TFRE: A Tuning-free Robust and Efficient Approach to High-dimensional Regression¶
[Wang2020] proposed the TFRE Lasso estimator for high-dimensional linear regressions with heavy-tailed errors as below: $$\widehat{\boldsymbol{\beta}}(\lambda^{*}) = \arg\min_{\boldsymbol{\beta}}\frac{1}{n(n-1)}{\sum\sum}_{i\neq j}\left|(Y_i-\boldsymbol{x}_i^T\boldsymbol{\beta})-(Y_j-\boldsymbol{x}_j^T\boldsymbol{\beta})\right| + \lambda^{*}\sum_{k=1}^p|\beta_k|,$$ where \(\lambda^{*}\) is the tuning parameter which can be estimated independent of errors. In [Wang2020], the following tuning parameter is suggested $$\lambda^{*} = const_{\lambda} * G^{-1}_{||\boldsymbol{S}_n||_\infty}(1-\alpha_0), $$ where \(\boldsymbol{S}_n = -2[n(n-1)]^{-1}\sum_{j=1}^n\boldsymbol{x}_j[2r_j-(n+1)]\), \(r_1,\ldots,r_n\) follows the uniform distribution on the permutations of the integers \(\{1,\ldots,n\}\), and \(G^{-1}_{||\boldsymbol{S}_n||_\infty}(1-\alpha_0)\) denotes the \((1-\alpha_0)\)-quantile of the distribution of \(||\boldsymbol{S}_n||_\infty\).
In this package, the TFRE Lasso model is fitted by QICD algorithm proposed in [PengWang2015]. To overcome the computational barrier arising from the U-statistics structure of the aforementioned loss function, we apply the Incomplete U-statistics resampling technique which was first proposed in [Clemencon2016].
[Wang2020] also proposed a second-stage enhancement by using the TFRE Lasso estimator \(\widehat{\boldsymbol{\beta}}(\lambda^{*})\) as an initial estimator.
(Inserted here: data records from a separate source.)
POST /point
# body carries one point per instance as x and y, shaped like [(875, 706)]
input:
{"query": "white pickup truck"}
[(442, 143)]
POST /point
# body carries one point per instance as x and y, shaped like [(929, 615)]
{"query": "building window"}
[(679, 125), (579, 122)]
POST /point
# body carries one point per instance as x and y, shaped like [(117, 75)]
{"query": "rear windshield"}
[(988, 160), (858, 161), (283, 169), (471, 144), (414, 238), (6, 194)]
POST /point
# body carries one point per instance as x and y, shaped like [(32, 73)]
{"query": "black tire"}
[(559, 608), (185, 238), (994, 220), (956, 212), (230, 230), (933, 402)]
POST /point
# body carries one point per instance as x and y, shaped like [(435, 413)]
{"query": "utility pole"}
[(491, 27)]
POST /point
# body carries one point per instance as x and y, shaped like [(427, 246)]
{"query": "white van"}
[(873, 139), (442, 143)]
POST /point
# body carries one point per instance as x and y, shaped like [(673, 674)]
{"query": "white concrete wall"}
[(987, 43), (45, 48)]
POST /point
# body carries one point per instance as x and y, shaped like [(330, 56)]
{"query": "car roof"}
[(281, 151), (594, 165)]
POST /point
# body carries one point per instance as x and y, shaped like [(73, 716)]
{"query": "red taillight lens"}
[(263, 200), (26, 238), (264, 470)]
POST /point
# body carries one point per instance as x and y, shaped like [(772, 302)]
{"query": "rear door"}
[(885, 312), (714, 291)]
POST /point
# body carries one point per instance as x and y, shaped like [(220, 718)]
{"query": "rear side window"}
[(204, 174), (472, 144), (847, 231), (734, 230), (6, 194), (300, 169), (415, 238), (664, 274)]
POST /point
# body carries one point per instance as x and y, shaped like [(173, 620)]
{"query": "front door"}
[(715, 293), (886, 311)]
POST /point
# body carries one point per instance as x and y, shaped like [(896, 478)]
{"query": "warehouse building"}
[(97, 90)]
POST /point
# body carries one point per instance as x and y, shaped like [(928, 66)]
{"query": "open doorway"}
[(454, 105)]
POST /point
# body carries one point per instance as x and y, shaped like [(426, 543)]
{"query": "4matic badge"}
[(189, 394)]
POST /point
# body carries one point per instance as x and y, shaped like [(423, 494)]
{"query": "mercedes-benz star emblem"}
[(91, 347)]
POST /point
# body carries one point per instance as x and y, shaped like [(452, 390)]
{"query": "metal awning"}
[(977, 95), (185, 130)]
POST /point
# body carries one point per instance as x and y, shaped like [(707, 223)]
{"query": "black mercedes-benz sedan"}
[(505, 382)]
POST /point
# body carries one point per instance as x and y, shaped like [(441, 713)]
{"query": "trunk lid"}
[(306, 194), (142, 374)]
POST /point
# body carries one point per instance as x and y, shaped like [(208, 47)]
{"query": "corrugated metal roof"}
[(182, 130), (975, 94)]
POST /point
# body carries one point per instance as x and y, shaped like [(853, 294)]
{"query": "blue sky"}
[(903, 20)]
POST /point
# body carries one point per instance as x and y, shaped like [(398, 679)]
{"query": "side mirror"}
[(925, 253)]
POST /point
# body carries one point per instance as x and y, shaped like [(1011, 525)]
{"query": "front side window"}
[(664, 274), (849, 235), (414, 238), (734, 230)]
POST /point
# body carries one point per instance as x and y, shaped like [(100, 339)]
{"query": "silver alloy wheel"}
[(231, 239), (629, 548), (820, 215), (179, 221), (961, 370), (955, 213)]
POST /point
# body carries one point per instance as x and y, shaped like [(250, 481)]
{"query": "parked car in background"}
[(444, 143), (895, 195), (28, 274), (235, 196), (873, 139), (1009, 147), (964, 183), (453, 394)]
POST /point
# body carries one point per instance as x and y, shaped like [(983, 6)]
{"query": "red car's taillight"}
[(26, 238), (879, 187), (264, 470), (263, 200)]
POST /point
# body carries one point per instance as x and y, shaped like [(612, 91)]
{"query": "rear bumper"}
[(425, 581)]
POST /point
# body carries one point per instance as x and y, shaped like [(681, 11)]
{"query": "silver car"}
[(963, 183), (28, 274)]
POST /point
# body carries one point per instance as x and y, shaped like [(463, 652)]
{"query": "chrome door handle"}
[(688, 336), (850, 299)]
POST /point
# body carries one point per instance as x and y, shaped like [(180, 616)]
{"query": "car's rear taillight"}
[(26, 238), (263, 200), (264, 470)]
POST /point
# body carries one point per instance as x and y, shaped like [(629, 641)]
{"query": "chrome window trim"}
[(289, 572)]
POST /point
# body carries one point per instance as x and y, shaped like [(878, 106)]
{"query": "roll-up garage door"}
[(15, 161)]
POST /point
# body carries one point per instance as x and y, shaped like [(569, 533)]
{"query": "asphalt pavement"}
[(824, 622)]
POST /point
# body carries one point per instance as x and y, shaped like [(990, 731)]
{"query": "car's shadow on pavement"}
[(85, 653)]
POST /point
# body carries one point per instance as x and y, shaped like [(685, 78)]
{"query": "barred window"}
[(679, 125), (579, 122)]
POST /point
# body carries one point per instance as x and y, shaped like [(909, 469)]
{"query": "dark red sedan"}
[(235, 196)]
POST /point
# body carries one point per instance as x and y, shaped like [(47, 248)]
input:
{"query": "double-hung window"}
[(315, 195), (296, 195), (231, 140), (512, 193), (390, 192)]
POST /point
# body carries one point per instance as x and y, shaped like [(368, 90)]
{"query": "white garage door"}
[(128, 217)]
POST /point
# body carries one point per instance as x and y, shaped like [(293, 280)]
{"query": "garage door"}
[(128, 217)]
It is defined as: $$\widetilde{\boldsymbol{\beta}}^{(1)} = \arg\min_{\boldsymbol{\beta}}\frac{1}{n(n-1)}{\sum\sum}_{i\neq j}\left|(Y_i-\boldsymbol{x}_i^T\boldsymbol{\beta})-(Y_j-\boldsymbol{x}_j^T\boldsymbol{\beta})\right| + \sum_{k=1}^pp_{\eta}’( | \widehat{\beta}_{k} (\lambda^{*}) | )|\beta_k|,$$ where \(p'_{\eta}(\cdot)\) denotes the derivative of some nonconvex penalty function \(p_{\eta}(\cdot)\), \(\eta > 0\) is a tuning parameter. This function implements the second-stage enhancement with two popular nonconvex penalty functions: SCAD and MCP. The modified high-dimensional BIC criterion in [Wang2020] is employed for selecting \(\eta\). Define: $$HBIC(\eta) = \log\left\{{\sum\sum}_{i\neq j}\left|(Y_i-\boldsymbol{x}_i^T\widetilde{\boldsymbol{\beta}}_{\eta})-(Y_j-\boldsymbol{x}_j^T\widetilde{\boldsymbol{\beta}}_{\eta})\right|\right\} + | A_{\eta} | \frac{\log\log n}{n* const\_hbic}\log p,$$ where \(\widetilde{\boldsymbol{\beta}}_{\eta}\) denotes the second-stage estimator with the tuning parameter value \(\eta\), and \(|A_{\eta}|\) denotes the cardinality of the index set of the selected model. In this package, we select the value of \(\eta\) that minimizes HBIC(\(\eta\)).
Indices and tables¶
Reference¶
Lan Wang, Bo Peng, Jelena Bradic, Runze Li & Yunan Wu (2020) A Tuning-free Robust and Efficient Approach to High-dimensional Regression, Journal of the American Statistical Association, 115:532, 1700-1714, DOI: 10.1080/01621459.2020.1840989.
Bo Peng & Lan Wang (2015) An Iterative Coordinate Descent Algorithm for High-Dimensional Nonconvex Penalized Quantile Regression, Journal of Computational and Graphical Statistics, 24:3, 676-694, DOI: 10.1080/10618600.2014.913516.
Stephan Clemencon, Igor Colin, & Aurelien Bellet, (2016). Scaling-up empirical risk minimization: optimization of incomplete U-statistics. The Journal of Machine Learning Research, 17(1), 2682-2717.